SERPRO NÃO NEGOCIA, TENTA IMPOR SUA PROPOSTA DE REBAIXAMENTO DE SALÁRIOS

Esta história de marcar uma mesa por mês para não negociar nada já está passando dos limites. A continuar esta lógica da comissão de negociação da empresa vai chegar dezembro e o Acordo Coletivo ainda estará em negociação. Até parece que a lógica da direção da empresa é esperar o resultado das eleições primeiro para negociar depois.
Acontece que a necessidade dos trabalhadores é agora. Ninguém está suportando a carestia e o reajuste salarial e de demais benefícios do Acordo Coletivo de Trabalho é uma necessidade imediata dos trabalhadores do SERPRO.
Se a empresa não age os trabalhadores precisam agir. Afinal de contas 4,85% de reajuste está fora da realidade e é um desrespeito aos trabalhadores. E a lógica da empresa de considerar 9% recebidos na última promoção por mérito (por alguns) e os supostos 5% do processo de recomposição é um disparate completo, mais falta de respeito ainda. As perdas salarias dos trabalhadores do SERPRO no atual governo estão em torno de 18%.

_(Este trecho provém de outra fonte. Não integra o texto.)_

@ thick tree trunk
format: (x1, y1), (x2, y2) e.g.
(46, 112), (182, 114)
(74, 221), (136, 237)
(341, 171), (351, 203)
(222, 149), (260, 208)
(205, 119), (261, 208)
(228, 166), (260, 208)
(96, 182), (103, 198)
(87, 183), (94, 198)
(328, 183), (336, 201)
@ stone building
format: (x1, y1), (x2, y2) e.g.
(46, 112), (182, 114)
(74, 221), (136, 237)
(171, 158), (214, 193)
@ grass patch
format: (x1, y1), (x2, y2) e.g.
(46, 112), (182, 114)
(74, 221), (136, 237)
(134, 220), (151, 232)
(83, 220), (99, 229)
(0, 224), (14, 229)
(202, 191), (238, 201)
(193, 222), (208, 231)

Os 9% de promoção por mérito atingiu um reduzidíssimo número de empregados, cerca de 200 pessoas do PGCS, das quais quase a metade ocupa cargos de confiança e os supostos 5% do processo de recomposição também deixam de fora todo o pessoal do RARH e PACS, e pela quantidade de vagas contemplará no máximo 1241 pessoas, ou seja, apenas cerca de 17% dos empregados da empresa. Esta postura da empresa em mesa é um abuso.
Falar de PLR na campanha salarial quando este assunto sempre foi tratado fora da campanha e tendo feito a empresa o papelão que fez, ilegal inclusive, de paralisar a negociação com a FENADADOS e “eleger” uma comissão para fazer valer a sua vontade e pagar a proposta ridícula de PLR aos trabalhadores é outro absurdo.
Contra os abusos da direção do SERPRO os trabalhadores precisam se mobilizar e neste sentido foi apontado o seguinte calendário de assembleias/mobilização nacional:
Dia 06/07 no horário de 9:30h às 11:30h;
Dia 13/07 no horário de 08:30h às 12h;
e no Dia 20/07 de 9:30h às 12h.
Não podemos aceitar a lógica autoritária da empresa. Se a empresa não quer fazer evoluir a negociação pelo diálogo, que façamos a mobilização.
Vamos nos unir e lutar em defesa dos nossos direitos.